On the other hand, friends and family members can get online and inflate the ratings in favor of the physician, too.
If you read them, please take these ratings with a grain of salt.
A better way to gauge how you may connect with a physician is to ask around. Is there a family member or neighbor whose opinion you trust? Who is their doctor? The odds of making a connection with a doctor is higher if someone you know has a positive personal experience to share.
If you read them, please take internet ratings with a grain of salt.
It’s no secret that my name is not an easy one to say. But I obviously speak English and have excellent communication skills. Try not to make assumptions about language disparities. I’ve had patients reveal that they weren’t quite certain if I spoke English well enough before they met me, and were hoping that I spoke well enough to communicate. That one makes me cringe a little.
But, if you yourself feel more comfortable speaking in another language, then by all means select a physician that is fluent in that language. Most health plan lists will include that information.

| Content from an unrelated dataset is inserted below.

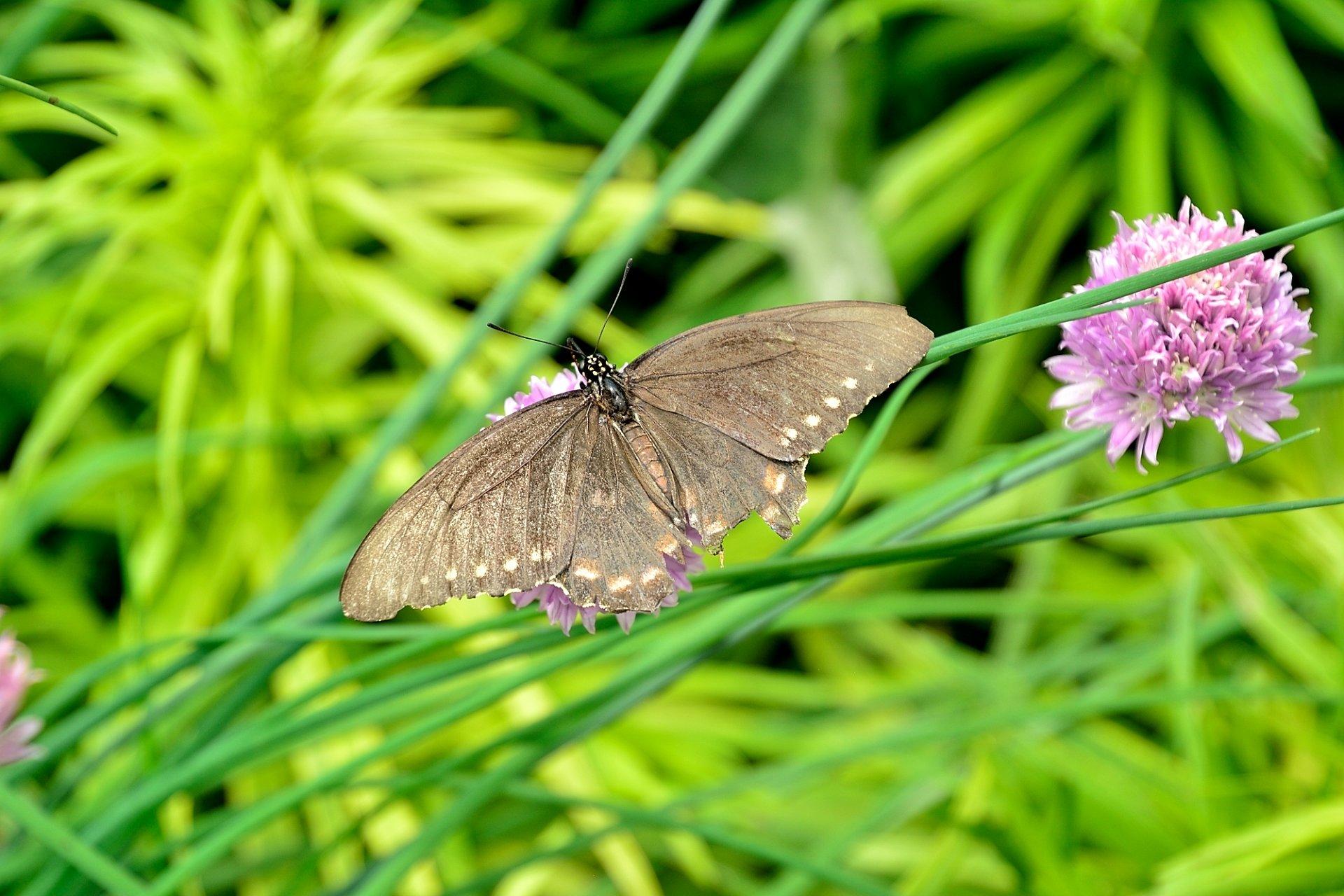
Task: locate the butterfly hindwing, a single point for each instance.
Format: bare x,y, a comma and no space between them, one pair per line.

If they don’t, ask for it.
Never judge a book by its cover
When I meet a patient for the first time, can you guess what question I get asked the most? “How old are you?”—in various forms, of course; it may be a statement such as, “Wow, you look so young.” Assuming the age of a person is always dangerous territory, and I know this because of experience seeing so many patients. I’ve had 90-year-olds appear in their 60s, and 30-year-olds appear with a physiologic age in their 50s.
As for myself, unfortunately I get asked these questions less and less through time. They may have bothered me a tad when I first started, but now I actually enjoy it and take it as a compliment. But other doctors may not. And the truth is, does it really matter? But I’ll tell you this, it would surprise you how savvy some young physicians are when they first leave residency. And they are often very up-to-date.
My advice, don’t focus on age or make assumptions that the doctor is incapable based on it. Most medical groups, especially larger ones, have very strict criteria when employing physicians. They’ve often already done the work for you. If it’s a reputable medical group, then you can be almost sure that the physician is capable.
My answer, by the way? “I’ve completed an extra 11 years of school and training after high school, and have now been practicing medicine for 13 years.”
Unfortunately for me, everyone can now do the math. Let’s keep it between us, please.
Please note that all content here is strictly for informational purposes only. This content does not substitute any medical advice, and does not replace any medical judgment or reasoning by your own personal health provider. Please always seek a licensed physician in your area regarding all health related questions and issues.